The ‘carbon market’ – trading in an invisible gas which cannot be used – has involved the redistribution of resources to unproductive green pursuits and the creation of a vast bureacracy. Let’s bring it down before it gets any bigger.

Josie Appleton

Topics Books

Adam Smith and Karl Marx disagreed about many things, but they would surely have concurred that the very idea of a ‘carbon market’ is bonkers. Carbon dioxide is an invisible gas and a naturally occurring substance. When it is produced as a waste product from another process, like burning fossil fuel, it cannot be used for anything else. How on earth could carbon dioxide, as waste product, have a value and be subject to exchange? How could it become the gaseous analogue to money or gold, an atmospheric ‘universal equivalent’ into which other gases can be converted?

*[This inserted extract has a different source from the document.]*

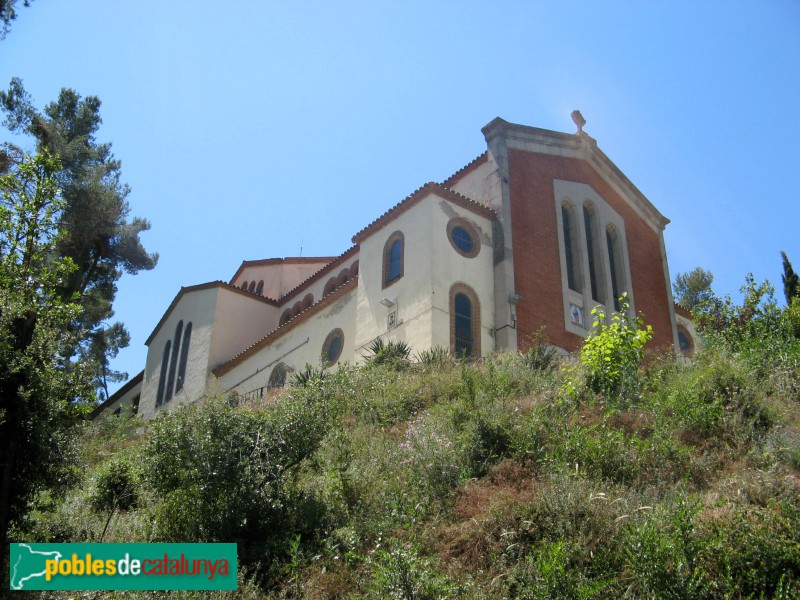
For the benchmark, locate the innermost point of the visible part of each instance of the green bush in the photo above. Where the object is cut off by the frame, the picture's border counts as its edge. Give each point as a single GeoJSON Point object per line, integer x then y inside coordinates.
{"type": "Point", "coordinates": [225, 473]}
{"type": "Point", "coordinates": [611, 356]}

The carbon market in 2007 was worth $64billion: how could this be? A market is supposed to be the exchange of products that are the result of somebody’s work, for the satisfaction of somebody else’s needs. Smith stated that the value of the product is proportional to the amount of work expended in it: ‘The real price of everything’, he wrote in the Wealth of Nations, ‘is the toil and trouble of acquiring it’ (1). This goes for markets in bread or tables, iTunes or diamonds, no matter what nature the ‘work’ or how frivolous the ‘need’. But a market in carbon: quoi?

Quietly and without fuss, all the rules of classical economics are being torn up – in a way that could be very foolish indeed. As we approach the deal-making at the UN conference on climate change at Copenhagen, it is worth thinking about exactly what we are doing here.

What is a carbon market?

At present, there are several fragmentary carbon markets. The biggest by far is the European Emissions Trading Scheme, tied to EU-wide carbon targets (worth $50 billion in 2007) (2); then the much smaller Australian New South Wales Greenhouse Gas Abatement Scheme, and voluntary Chicago Climate Exchange. What these markets trade is not carbon dioxide itself, but carbon dioxide emissions reductions – either unused carbon credits, or certified ways in which carbon dioxide production has been reduced.

In addition to these, there are project-based carbon markets – under the headings of ‘Joint Implementation’ (JI) or ‘Clean Development Mechanism’ (CDM). These were created under the Kyoto Protocol of 1997, and essentially allow industrialised countries to invest in a carbon-reducing project elsewhere, in order to meet their carbon targets (JI is investment within Kyoto countries; CDM invests in developing countries).

This is nothing compared to the plans of green economists – the most megalomaniac of whom must be Britain’s Lord Nicholas Stern of Brentford, currently issuing thoughts for the day on everything ranging from world diet (everyone should go vegetarian) to the desired world total carbon emissions two generations’ hence (20 gigatonnes by 2050) (3). Stern envisages a global carbon market – which encompasses world economic production and consumption, as well as the ‘work’ of trees in removing carbon dioxide from the atmosphere – and hopes that Copenhagen will take us a step in that direction.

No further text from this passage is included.